A thorough preoperative evaluation of the patients allows a very low conversion rate (1.2%). Even though time of operation was longer in the DT group, ICU stay was 1 day for both groups. The lack of difference in hospitalization times between both groups in this study can be attributed partially to customary practices of the German medical care system, but still shows that the DT is not combined with higher morbidity. Clinical classification in CCS and NYHA and evaluation of ECG and CKMB/CK fraction did not weigh in favor of either technique.

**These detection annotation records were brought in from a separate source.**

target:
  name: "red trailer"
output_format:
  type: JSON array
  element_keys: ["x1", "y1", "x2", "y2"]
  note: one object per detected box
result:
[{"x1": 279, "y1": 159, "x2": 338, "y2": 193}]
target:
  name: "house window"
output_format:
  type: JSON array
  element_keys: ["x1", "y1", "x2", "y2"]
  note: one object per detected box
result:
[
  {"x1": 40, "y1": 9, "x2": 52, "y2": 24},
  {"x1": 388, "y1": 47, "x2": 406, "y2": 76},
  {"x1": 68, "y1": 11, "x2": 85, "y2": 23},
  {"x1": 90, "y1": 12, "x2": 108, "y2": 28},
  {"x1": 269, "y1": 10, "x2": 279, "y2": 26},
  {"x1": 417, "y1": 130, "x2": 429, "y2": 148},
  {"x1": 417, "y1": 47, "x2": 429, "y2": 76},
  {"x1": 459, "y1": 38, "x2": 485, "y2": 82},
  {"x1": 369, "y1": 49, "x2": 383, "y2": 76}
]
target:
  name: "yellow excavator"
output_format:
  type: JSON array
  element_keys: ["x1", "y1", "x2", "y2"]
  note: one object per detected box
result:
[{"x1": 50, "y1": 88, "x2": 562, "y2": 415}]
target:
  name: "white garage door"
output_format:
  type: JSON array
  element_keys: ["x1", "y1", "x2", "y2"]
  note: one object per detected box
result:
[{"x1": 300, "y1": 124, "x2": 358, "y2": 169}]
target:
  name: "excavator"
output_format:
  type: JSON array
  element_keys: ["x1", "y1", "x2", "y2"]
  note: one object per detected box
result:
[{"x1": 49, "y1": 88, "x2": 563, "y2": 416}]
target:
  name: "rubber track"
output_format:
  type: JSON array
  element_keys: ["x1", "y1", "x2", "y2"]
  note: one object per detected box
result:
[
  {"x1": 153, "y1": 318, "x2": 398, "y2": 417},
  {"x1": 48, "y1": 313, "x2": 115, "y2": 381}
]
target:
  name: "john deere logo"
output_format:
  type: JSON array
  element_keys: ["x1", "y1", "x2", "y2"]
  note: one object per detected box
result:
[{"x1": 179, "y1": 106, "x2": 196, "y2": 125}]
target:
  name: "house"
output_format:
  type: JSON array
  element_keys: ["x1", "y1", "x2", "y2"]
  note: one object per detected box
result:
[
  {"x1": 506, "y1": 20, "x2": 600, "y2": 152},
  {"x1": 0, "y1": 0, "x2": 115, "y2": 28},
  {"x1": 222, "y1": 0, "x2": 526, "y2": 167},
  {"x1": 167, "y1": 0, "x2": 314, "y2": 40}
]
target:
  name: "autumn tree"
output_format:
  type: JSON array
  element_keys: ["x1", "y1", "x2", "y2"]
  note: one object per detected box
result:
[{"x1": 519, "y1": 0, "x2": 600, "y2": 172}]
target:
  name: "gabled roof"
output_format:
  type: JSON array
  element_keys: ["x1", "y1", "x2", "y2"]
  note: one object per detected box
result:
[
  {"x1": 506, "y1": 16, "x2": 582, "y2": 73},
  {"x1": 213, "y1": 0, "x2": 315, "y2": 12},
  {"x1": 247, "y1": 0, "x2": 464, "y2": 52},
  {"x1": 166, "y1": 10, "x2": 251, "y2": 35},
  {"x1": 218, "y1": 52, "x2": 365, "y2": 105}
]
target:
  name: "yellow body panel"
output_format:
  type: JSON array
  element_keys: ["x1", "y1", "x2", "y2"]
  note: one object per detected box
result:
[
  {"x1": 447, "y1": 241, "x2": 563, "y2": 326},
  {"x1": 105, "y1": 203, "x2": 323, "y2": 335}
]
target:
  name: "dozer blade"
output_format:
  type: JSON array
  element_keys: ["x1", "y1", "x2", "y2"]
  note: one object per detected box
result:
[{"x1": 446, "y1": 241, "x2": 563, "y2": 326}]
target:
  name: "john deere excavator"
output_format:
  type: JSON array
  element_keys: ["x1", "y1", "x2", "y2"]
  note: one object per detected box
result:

These findings were confirmed by stress ECG and angiogram with results equal to those submitted by other authors [13]. Bleeding rates and blood transfusion requirements are lower in the DT group compared to those of the conventional technique group, probably because of the DTs smaller wound surface. Based on these factors in combination with decreased back pain, we conclude that convalescence can be enhanced by the use of the DT. Because the DT allows complete revascularization in complex cases of coronary artery multivessel disease, this technique should probably be the method of choice in patients with serious risk factors for median sternotomy, and for these patients who request operation without MS for cosmetic reasons.